An interview was conducted on 9/16/21 at 11:00 PM with EI # 1, Administrator, and EI # 2, who confirmed staff failed to screen surveyors and xray technician for Covid-19, staff should have cleaned the scissors before returning to cart, and remainder of wooden spoons should have been discarded following contamination.
Tag No.: A1640
Based on facility policy, review of medical records (MR) and interviews it was determined the facility failed to ensure an individualized treatment plan was developed to include need for Accucheck (fingerstick blood sugar) daily and wound care. This affected 1 of 1 active records reviewed with fingerstick blood sugars ordered, and 1 of 1 active records reviewed with a wound, including Patient Identifiers (PI) # 7, and PI # 4, and had the potential to affect all patients served by the facility.
Findings include:
Facility Policy: Treatment Plan
Policy Number: None listed
Date Revised: 12/2020
Policy:
Each patient will have an individual comprehensive treatment plan that will be based on an inventory of the patient's strengths and disabilities...
Procedure:
...4. The treatment plan should include:
a. Both physical and mental problems that are actively being treated.

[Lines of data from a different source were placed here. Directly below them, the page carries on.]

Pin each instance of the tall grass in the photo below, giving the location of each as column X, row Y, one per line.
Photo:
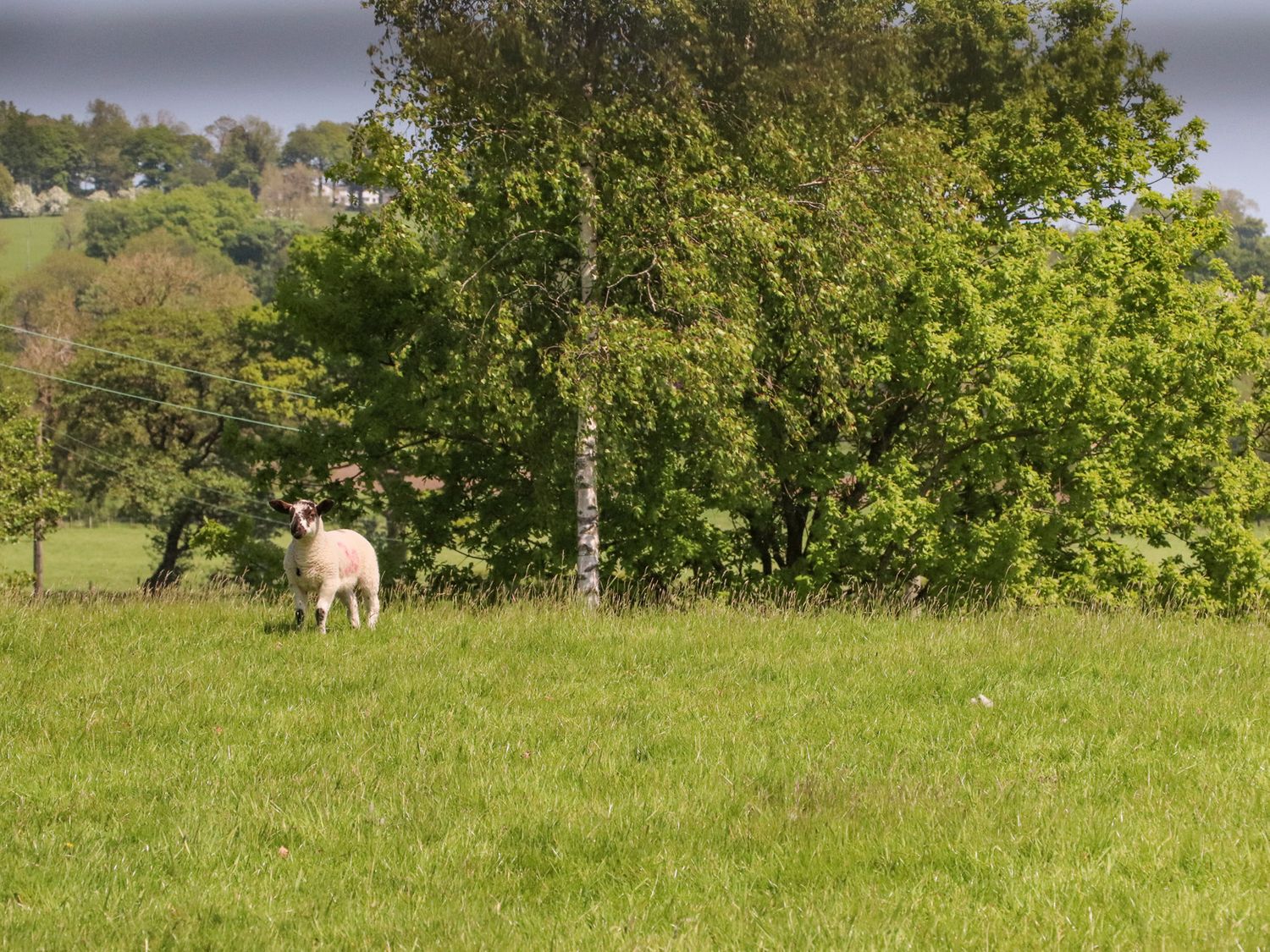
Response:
column 196, row 773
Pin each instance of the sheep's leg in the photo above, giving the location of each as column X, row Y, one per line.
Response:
column 301, row 603
column 324, row 598
column 373, row 603
column 350, row 598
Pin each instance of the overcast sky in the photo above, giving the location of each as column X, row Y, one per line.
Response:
column 299, row 61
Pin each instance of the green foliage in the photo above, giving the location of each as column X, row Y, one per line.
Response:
column 215, row 217
column 244, row 149
column 1247, row 248
column 168, row 157
column 7, row 185
column 320, row 147
column 837, row 340
column 41, row 151
column 170, row 467
column 254, row 561
column 28, row 489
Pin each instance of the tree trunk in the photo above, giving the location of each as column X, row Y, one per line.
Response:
column 37, row 545
column 584, row 452
column 168, row 574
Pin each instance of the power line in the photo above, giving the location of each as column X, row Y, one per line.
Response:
column 152, row 400
column 132, row 480
column 98, row 451
column 157, row 363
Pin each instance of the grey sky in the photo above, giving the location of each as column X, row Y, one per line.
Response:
column 299, row 61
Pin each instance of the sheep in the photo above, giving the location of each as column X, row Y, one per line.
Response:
column 322, row 565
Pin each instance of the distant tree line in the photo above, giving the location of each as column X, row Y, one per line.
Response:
column 108, row 152
column 173, row 272
column 779, row 299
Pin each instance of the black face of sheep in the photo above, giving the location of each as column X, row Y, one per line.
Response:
column 304, row 515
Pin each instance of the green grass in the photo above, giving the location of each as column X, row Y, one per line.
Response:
column 111, row 558
column 25, row 241
column 528, row 776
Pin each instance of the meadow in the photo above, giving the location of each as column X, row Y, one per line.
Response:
column 190, row 771
column 111, row 556
column 25, row 243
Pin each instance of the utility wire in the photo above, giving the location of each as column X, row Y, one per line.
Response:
column 152, row 400
column 98, row 451
column 157, row 363
column 134, row 482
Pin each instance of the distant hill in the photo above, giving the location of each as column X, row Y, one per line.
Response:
column 25, row 241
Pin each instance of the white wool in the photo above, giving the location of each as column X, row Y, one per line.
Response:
column 340, row 564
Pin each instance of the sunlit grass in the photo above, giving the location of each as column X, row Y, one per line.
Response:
column 25, row 243
column 197, row 773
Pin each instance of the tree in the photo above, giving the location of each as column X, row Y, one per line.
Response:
column 168, row 157
column 173, row 467
column 319, row 147
column 7, row 188
column 798, row 267
column 1247, row 248
column 216, row 217
column 28, row 489
column 244, row 149
column 41, row 151
column 107, row 137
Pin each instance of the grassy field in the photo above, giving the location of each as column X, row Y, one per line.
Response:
column 25, row 241
column 183, row 773
column 111, row 558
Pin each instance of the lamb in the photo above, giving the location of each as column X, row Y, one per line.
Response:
column 322, row 565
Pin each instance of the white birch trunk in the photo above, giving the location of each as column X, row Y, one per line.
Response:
column 37, row 546
column 584, row 454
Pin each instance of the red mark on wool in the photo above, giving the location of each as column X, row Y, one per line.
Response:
column 351, row 563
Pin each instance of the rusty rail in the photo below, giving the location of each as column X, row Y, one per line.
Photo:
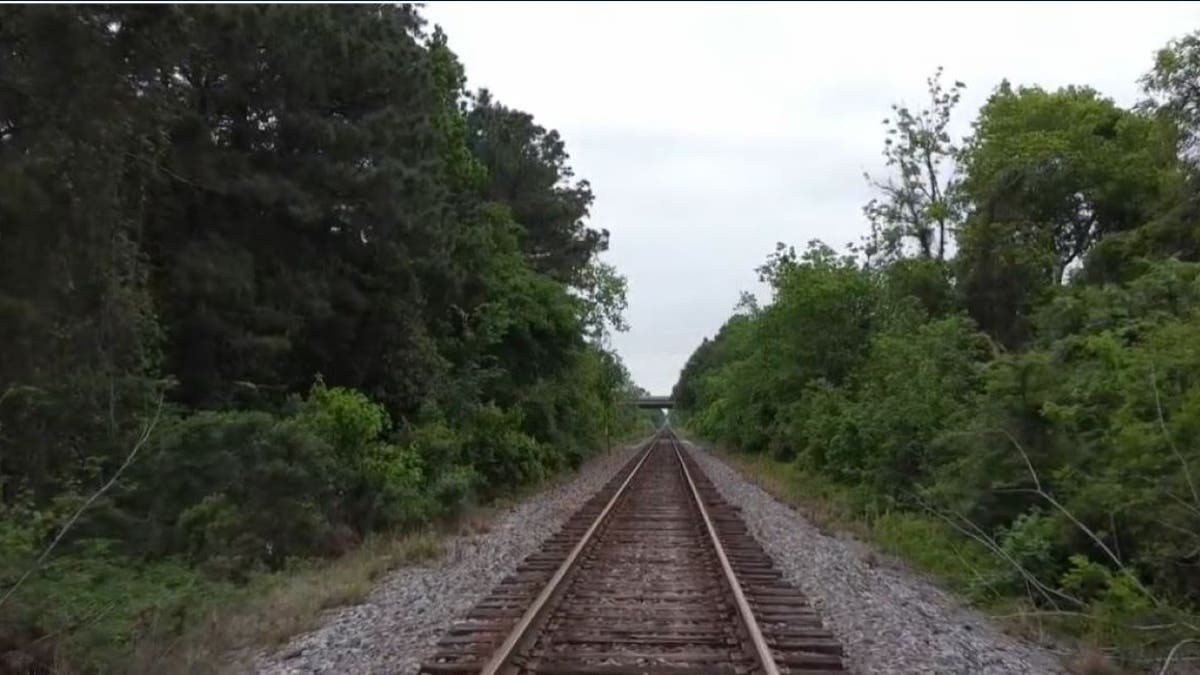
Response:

b. Treatment goals which are measurable...
c. Methods and individualized approaches of treatment.
...e. Specific interventions addressing each goal.
f. How each goal is accomplished.
...6. The interdisciplinary treatment team meets weekly to review and accept changes to the master treatment plan.
7...
a. After completion of the nursing assessment a master problem list will be developed detailing specific problems identified.
b. Problems and modalities identified from each assessment will be added to the treatment plan...
1. PI # 7 was admitted on 9/3/21 with diagnoses including Dementia with Behavioral Disturbances, Hypertension, and Diabetes Mellitus.
Review of the physicians's order dated 9/4/21 revealed Accucheck "check fasting blood sugar every day."
Review of the Treatment Plan initiated on 9/4/21 and updated on 9/6/21 and 9/14/21 revealed the treatment team failed to include diabetes as a problem with the daily fasting blood glucose intervention as ordered. There were no patient goals for the glucose result or an acceptable range for PI # 7.
Review of the MR revealed the following blood glucose results:
9/8/21 - refused
9/9/21 - 154
9/10/21 - 134
9/12/21 - 172
9/14/21 - 190
9/15/21 - 174
An interview conducted on 9/16/21 at 12:00 PM with Employee Identifier (EI) # 2, Director of Nursing, confirmed the treatment team failed to include diabetes management and blood glucose assessment in the treatment plan for PI # 7.
39098
2. PI # 4 was admitted to the facility on 9/8/21 with diagnoses including Major Neurocognitive Disorder due to Alzheimer's Disease with Behavioral Disturbances.
Review of the physician's order dated 9/9/21 revealed the following wound care, "Clean area on sacrum with wound cleanser, pat dry, cover with foam dressing, and secure with tape. Change dressing every 3 days and prn if soiled. Watch for signs of infection."
Review of the Treatment Plan initiated on 9/9/21, and updated on 9/10/21 and 9/13/21, revealed the treatment team failed to include the patient's wound as a problem with interventions as ordered.
An interview was conducted on 9/16/21 at 1:48 PM with EI # 3, Risk Manager, who confirmed staff failed to include the patient's wound and wound management in the Treatment Plan.